Зверюга проходит за мной в комнату и долго стоит посередине, только поворачивается и рассматривает картину за картиной.
— Я тоже не знаю её совсем, — говорит она. — Ты знаешь больше. — Она показывает на картины. — Знаю только то, что каждый день к ней приходили бывшие ученики. Сидели у неё на уроках, в учительской сидели, провожали домой. Вот всё, что я знаю. Знаю, что она любила тебя. Я как-то взялась говорить о тебе — мол, старых друзей забываешь, мол, внешний ты, а по сути — холодный, а она вспыхнула: «Самый добрый, самый внутренний, самый благородный!» Больше я ничего не знаю, ты знаешь!
Снова звенит звонок.
Мы оба вздрагиваем.
Это моя мама.
Бедная мама. За несколько дней она совсем сдала: набрякли веки, щёки всё время мокры.
— Вот, — протягивает она мне бумаги, — я оформила, папа велел, тебе выплатят пай. Говори, с чего начнём собираться?
Зверюга садится в моё кресло, в котором я читал при Тоше, рассматривает картины. Я обнимаю маму.
— Мама, — прошу я, — поезжай на работу. Мы не будем собираться, я никогда отсюда не уеду, здесь мой дом. Не мучайся ты так, родная! Я сам буду всё делать! Сегодня уезжаю в Ленинград. Вернусь, поеду в Ригу. Потом буду готовить Тошину выставку. Не волнуйся обо мне. Пока не откроется выставка, пока я… — Комок забил глотку, я разевал рот и не мог вздохнуть.

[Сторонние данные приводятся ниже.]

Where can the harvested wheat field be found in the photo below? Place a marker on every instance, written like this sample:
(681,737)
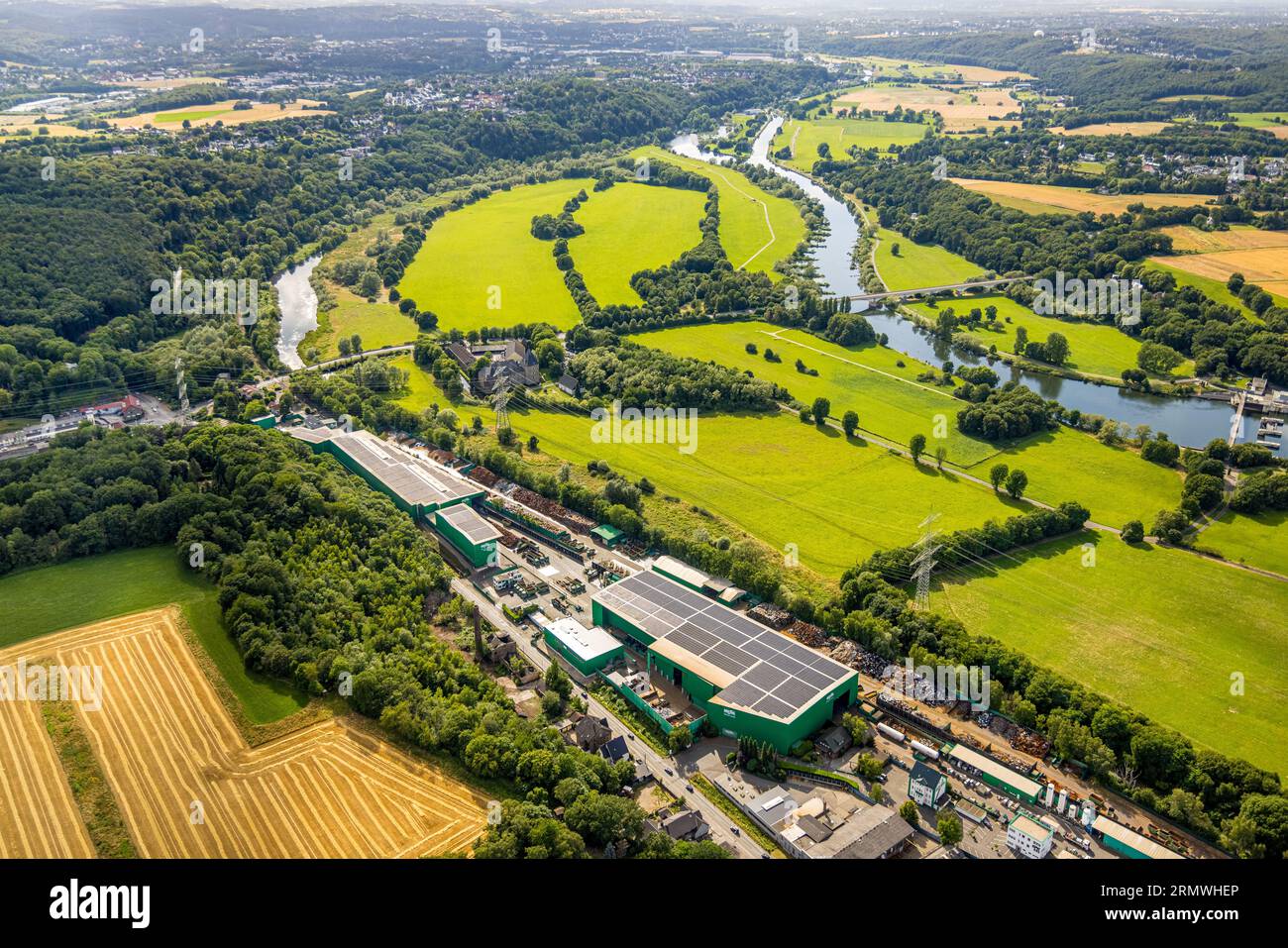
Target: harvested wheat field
(964,110)
(39,818)
(187,785)
(1052,198)
(1237,237)
(1265,265)
(223,112)
(1112,129)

— Сыночек, Гришенька, — повисла на мне мама, — ты не можешь сейчас один! — Она повела меня на кухню, налила остывший чай.
И вдруг я увидел оладьи, глубокую тарелку Тошиных оладий, они забились в глубину буфета, позабытые и никому не нужные. Я взял одну, стал жевать. Она засохла, но никогда ничего вкуснее я не ел. Одна, вторая, третья… Долго жую, а потом глотаю. Но почему-то оладьи чуть горчат.

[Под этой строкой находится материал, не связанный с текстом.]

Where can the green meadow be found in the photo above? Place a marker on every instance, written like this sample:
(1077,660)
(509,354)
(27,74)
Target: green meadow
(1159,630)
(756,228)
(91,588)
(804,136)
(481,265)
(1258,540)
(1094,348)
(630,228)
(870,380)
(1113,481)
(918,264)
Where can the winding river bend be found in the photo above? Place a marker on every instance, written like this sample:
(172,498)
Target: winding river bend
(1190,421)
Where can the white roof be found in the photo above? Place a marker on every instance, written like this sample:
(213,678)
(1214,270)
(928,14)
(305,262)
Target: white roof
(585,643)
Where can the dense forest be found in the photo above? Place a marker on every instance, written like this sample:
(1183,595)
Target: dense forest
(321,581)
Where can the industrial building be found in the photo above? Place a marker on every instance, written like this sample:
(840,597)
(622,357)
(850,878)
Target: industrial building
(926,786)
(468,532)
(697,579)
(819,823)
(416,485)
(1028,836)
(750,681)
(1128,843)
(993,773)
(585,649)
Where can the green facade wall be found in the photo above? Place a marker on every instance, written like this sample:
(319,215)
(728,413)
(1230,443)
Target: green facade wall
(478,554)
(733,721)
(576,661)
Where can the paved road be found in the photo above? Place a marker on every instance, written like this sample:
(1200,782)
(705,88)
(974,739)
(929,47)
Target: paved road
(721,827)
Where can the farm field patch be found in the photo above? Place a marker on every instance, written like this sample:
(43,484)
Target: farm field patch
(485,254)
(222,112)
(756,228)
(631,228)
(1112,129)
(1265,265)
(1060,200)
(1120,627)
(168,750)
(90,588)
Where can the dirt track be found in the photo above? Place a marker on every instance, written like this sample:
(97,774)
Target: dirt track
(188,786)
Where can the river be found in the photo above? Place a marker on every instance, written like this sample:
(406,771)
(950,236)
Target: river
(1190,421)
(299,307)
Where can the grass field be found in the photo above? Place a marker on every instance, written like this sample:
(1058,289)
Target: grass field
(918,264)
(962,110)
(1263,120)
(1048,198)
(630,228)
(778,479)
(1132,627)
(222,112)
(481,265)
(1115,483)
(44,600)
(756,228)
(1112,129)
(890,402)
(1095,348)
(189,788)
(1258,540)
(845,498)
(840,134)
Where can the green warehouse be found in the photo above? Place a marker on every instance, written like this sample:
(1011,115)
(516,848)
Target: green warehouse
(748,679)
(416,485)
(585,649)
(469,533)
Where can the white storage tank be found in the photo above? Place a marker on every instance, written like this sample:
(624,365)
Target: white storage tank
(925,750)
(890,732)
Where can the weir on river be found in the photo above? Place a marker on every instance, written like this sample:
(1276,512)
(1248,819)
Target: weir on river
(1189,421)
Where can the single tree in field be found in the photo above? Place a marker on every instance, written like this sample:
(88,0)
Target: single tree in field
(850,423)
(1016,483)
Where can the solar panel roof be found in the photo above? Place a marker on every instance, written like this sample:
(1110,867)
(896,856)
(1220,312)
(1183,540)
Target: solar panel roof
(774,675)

Мама стала есть Тошины оладьи.
Пришла на кухню и Зверюга. Видимо, поняла, в чём дело, потому что протянула руку не к пышным блинам поминок, а тоже — к чёрствым оладьям.
Предстоит новый путь в моей жизни, какой — не знаю, но знаю: на этом пути я хочу быть свободным. И на этом пути будут другие люди, не те, что шли со мной рядом последние годы; другие картины, не те, которые писал по заказу и договорам в своей роскошной мастерской. Я — тот, которого, если верить Артёму и Зверюге, любила Тоша, лишь сейчас, в боли, вылупливаюсь из себя — победителя и супермена, напичканного балыками и икрой, отмытого в престижной фешенебельной бане. И у меня больше нет ни Тюбика, ни Жэки, ни влиятельного папика, на старте — усталая, забытая папиком и униженная мама, несчастливая Зверюга и любящий Тошу вечной любовью Артём!